The performance in the last game was far from perfect, with the Boks producing a scrappy performance. The set-pieces were nowhere near as convincing as they had been in the previous two games, and the team struggled to go beyond a fourth phase when carrying the ball. And yet that might have made the win even more pleasing for a team that was still able to score tries and which still won by a big margin. It is important to be able to say you have more than one way to win, and sometimes you have to do it ugly in an arm-wrestle.

Perhaps most importantly, they kept the French from crossing the chalk, thus underlining the biggest progress of all made by the Boks since 2016. The defensive effort in Coetzee’s first year in charge, at least after Jacques Nienaber left for overseas following the narrow series win over Ireland, was an embarrassment, and yet it is now the foundation around which the Bok challenge is being built.

Not that Coetzee is getting too carried away about that, and Bok fans can be encouraged by the sense of perspective that is being emitted from the Bok camp.

“The defence is not perfect yet,” said Coetzee, “there are still things we must work on.”
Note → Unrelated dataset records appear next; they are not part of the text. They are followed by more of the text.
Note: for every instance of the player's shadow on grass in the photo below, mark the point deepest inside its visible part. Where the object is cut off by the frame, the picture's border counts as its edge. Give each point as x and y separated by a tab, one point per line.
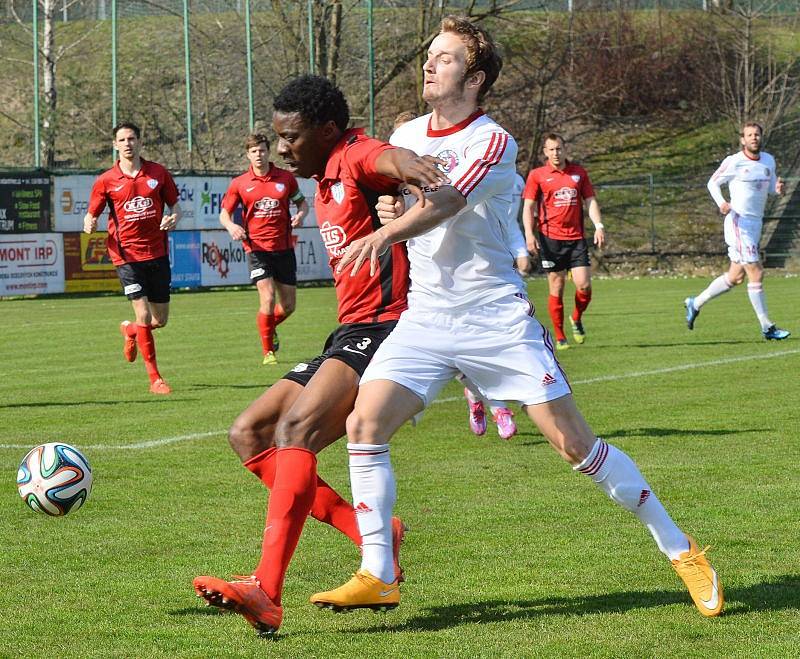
674	432
777	594
203	385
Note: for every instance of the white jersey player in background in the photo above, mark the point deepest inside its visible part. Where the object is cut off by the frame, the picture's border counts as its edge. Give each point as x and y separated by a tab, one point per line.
750	176
468	312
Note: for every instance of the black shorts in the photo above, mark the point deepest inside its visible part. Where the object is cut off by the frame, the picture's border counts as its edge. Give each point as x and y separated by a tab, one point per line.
280	266
150	279
354	344
559	255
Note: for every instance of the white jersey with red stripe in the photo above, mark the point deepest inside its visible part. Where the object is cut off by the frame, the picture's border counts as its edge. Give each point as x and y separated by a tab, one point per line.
749	182
464	261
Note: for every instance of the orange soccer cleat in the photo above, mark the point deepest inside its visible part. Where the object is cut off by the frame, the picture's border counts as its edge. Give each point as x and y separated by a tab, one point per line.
363	591
160	387
701	579
244	596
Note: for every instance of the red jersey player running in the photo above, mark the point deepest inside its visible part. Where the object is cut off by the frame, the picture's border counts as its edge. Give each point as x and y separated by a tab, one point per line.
557	194
136	192
264	192
279	435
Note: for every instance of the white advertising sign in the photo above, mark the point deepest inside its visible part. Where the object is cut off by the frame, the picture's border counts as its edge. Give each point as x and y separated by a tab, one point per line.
31	264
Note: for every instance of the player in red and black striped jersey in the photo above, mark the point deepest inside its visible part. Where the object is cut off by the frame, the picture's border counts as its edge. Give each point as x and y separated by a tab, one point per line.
264	192
279	435
138	193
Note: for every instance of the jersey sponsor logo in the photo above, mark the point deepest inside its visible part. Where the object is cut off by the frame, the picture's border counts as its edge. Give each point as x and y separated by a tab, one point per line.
337	192
138	205
334	238
130	289
450	158
266	204
565	196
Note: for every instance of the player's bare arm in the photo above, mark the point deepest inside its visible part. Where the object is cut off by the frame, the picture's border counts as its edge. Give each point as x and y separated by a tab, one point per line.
593	209
528	223
89	223
418	172
235	231
442	204
390	207
300	215
170	220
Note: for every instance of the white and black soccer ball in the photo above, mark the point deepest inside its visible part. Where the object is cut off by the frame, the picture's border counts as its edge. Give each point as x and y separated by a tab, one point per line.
54	479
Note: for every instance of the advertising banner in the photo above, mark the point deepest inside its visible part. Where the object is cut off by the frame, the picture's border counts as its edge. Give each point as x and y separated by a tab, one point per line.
87	266
31	264
24	203
184	256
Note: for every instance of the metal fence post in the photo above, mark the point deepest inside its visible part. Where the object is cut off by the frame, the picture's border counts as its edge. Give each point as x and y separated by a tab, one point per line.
652	214
37	148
Indeed, and no-one will argue that the Bok team that has comprehensively beaten France over three Saturdays in succession is yet ready to challenge the All Blacks side that outplayed the British and Irish Lions earlier on Saturday. They don’t face their old rivals though until September, and after last year, being significantly better than Australia and Argentina, and starting the climb back to second place on the world rankings, should suffice.

However, if you cast your mind back to the end of November last year, when the Boks limped back into South Africa off successive defeats to Italy and Wales, and after having been outplayed by England at Twickenham earlier in the tour, there can be no denying that a turn-around has been made.
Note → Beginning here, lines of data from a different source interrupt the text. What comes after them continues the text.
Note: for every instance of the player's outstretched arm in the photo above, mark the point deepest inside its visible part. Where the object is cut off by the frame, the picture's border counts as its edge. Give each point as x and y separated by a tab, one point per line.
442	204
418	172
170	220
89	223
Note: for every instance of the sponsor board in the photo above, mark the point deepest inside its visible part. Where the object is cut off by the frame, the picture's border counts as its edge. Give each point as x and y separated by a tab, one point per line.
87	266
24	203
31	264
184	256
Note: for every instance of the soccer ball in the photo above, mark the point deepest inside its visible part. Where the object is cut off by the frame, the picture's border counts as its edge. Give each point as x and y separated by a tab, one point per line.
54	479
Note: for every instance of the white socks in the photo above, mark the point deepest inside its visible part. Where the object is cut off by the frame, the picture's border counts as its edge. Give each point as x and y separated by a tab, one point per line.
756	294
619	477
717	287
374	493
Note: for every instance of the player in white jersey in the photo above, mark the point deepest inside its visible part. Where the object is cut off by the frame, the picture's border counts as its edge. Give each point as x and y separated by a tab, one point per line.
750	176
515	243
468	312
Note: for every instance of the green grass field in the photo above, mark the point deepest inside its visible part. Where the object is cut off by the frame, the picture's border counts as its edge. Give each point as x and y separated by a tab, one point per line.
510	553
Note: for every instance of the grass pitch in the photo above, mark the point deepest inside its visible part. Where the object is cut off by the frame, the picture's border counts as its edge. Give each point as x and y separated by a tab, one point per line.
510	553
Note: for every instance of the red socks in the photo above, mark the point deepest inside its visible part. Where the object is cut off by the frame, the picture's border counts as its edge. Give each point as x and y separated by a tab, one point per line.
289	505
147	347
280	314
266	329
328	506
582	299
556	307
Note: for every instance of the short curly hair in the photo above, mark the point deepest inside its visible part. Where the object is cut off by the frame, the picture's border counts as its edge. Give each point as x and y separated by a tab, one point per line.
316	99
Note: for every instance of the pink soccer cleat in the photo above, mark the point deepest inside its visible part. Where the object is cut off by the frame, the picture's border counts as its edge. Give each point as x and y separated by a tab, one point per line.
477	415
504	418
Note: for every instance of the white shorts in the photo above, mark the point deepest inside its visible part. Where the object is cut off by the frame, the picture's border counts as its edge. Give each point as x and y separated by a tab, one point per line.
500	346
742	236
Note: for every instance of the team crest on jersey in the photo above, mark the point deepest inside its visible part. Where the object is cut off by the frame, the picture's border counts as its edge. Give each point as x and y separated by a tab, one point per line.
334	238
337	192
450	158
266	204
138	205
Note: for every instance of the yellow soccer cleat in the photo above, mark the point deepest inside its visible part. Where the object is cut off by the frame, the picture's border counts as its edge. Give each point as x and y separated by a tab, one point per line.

Back then the Boks looked like a team without a plan and there was no discernible shape to their game. They were out-strategised at every turn, but that has changed, perhaps chiefly because one of the men who was in the opposing dug-out in Florence when they lost to Italy, Brendan Venter, is now working for them.

Venter’s designation in his consultancy with the Boks is defence coach, but he is much more than a defence coach. He is a master on-field strategist, but also a big driver of team culture building, something that was a massive part of his success at English club Saracens. The attitude shown on defence and the passion that the Boks exhibit in their game are all hallmarks of a seismic culture change and the belief that has come with it.
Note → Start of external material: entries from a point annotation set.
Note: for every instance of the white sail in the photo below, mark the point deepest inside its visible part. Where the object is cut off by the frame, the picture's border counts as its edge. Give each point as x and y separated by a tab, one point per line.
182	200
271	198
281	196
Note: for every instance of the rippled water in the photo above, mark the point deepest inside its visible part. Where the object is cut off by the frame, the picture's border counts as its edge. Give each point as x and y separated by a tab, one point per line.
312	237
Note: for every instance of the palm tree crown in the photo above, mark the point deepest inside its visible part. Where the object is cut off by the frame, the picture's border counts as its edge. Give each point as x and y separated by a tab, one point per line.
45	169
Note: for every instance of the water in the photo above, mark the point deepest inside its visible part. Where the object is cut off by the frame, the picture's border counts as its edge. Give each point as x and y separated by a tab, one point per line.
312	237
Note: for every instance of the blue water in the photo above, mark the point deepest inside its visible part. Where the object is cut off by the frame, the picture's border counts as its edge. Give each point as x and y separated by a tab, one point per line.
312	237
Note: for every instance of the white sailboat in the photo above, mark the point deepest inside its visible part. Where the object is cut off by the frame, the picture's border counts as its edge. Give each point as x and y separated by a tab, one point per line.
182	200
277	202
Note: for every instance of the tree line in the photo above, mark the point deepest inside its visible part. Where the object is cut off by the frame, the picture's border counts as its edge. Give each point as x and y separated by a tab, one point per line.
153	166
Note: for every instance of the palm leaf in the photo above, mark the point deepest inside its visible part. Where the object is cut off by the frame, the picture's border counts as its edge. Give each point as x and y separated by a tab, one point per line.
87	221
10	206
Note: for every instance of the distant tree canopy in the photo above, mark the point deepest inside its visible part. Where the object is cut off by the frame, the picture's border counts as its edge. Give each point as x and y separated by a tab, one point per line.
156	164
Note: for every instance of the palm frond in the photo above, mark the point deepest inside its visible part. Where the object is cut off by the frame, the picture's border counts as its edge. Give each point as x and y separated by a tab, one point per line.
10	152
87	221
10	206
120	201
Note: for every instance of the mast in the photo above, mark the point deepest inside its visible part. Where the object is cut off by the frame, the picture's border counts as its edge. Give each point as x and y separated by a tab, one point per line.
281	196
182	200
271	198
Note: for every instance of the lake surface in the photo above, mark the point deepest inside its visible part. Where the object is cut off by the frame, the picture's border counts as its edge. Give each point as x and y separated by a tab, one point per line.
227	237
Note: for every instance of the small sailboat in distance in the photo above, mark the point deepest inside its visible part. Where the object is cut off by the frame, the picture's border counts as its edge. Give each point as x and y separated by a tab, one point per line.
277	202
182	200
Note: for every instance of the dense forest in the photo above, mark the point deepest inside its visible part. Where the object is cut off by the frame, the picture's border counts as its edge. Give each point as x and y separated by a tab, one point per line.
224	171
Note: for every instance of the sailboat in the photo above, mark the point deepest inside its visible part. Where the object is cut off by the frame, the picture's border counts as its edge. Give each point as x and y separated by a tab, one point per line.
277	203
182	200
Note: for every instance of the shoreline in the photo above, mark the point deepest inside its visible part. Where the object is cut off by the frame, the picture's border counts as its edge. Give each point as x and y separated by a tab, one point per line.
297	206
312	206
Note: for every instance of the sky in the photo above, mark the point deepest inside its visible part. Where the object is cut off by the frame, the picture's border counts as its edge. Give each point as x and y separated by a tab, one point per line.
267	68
It is not known how long Venter will stay with the Boks. Coetzee said he would remain on as a consultant when he was asked the question at the post-match press conference, but we shouldn’t bet on it, particularly with another heavyweight South African rugby brain, Rassie Erasmus, poised to return as a hands-on Director of Rugby, effectively making him Coetzee’s boss.

But if Venter stays into the Erasmus era, and a place in the system can also be found for Nienaber, the Bok management will have the benefit of tactical acumen of the sort that no other Bok group in the history of the game has been able to draw on.

That will create the platform for players such as Jan Serfontein, Steven Kitshoff and others who have flourished in the first series of 2017 to continue to progress and the Boks to retake their position amongst the world’s top teams.